With the announcement of Secretary Shinseki’s goal of ending Veteran homelessness by 2015, the Health Care for Homeless Veterans Program at the Charles George VA Medical Center has seen a tremendous amount of growth over the past few years. Currently there are 13 Licensed Clinical Social Workers who spend their time and energy to make this vision a reality for homeless Veterans living in Western North Carolina.

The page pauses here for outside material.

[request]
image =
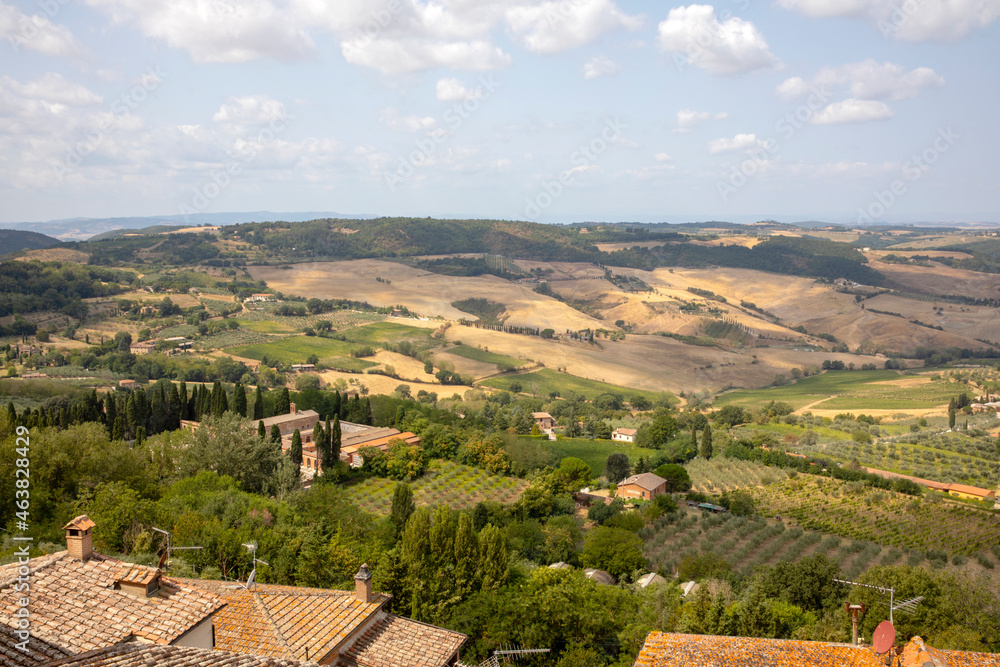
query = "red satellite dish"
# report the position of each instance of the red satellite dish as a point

The Homeless Program offers an array of services to Veterans who have found themselves without a permanent residence. Homeless services to 20 counties in Western North Carolina include outreach to soup kitchens, missions, shelters and those camping outdoors. One component of outreach is to provide education to Veterans, family members, and community partners about the services that are available. Outreach is also conducted in the local jails and courts through a program known at the Veteran Justice Outreach (VJO) program. “The purpose of the VJO initiative is to avoid unnecessary criminalization of mental illness and extended incarceration among Veterans by ensuring that eligible Veterans in contact with the criminal justice system have access to Veterans Health Administration (VHA) mental health and substance abuse services,” as printed in the Secretary for Health’s Information Letter, Department of Veterans Affairs, April 30, 2009. Robert also utilized the VJO program facing misdemeanor charges. “Katie Stewart [VJO Coordinator] helped me stay out of jail and from repeating this whole process over. If they’d have locked me up they would have pulled everything out from under me,” he said.
“The VA has helped in every way. I have a house, I’m mentally stable, I can be myself. I am finally myself again,” Robert said. “This is the best VA that we’ve been to,” Brittney said, “People bend over backwards to help Veterans.”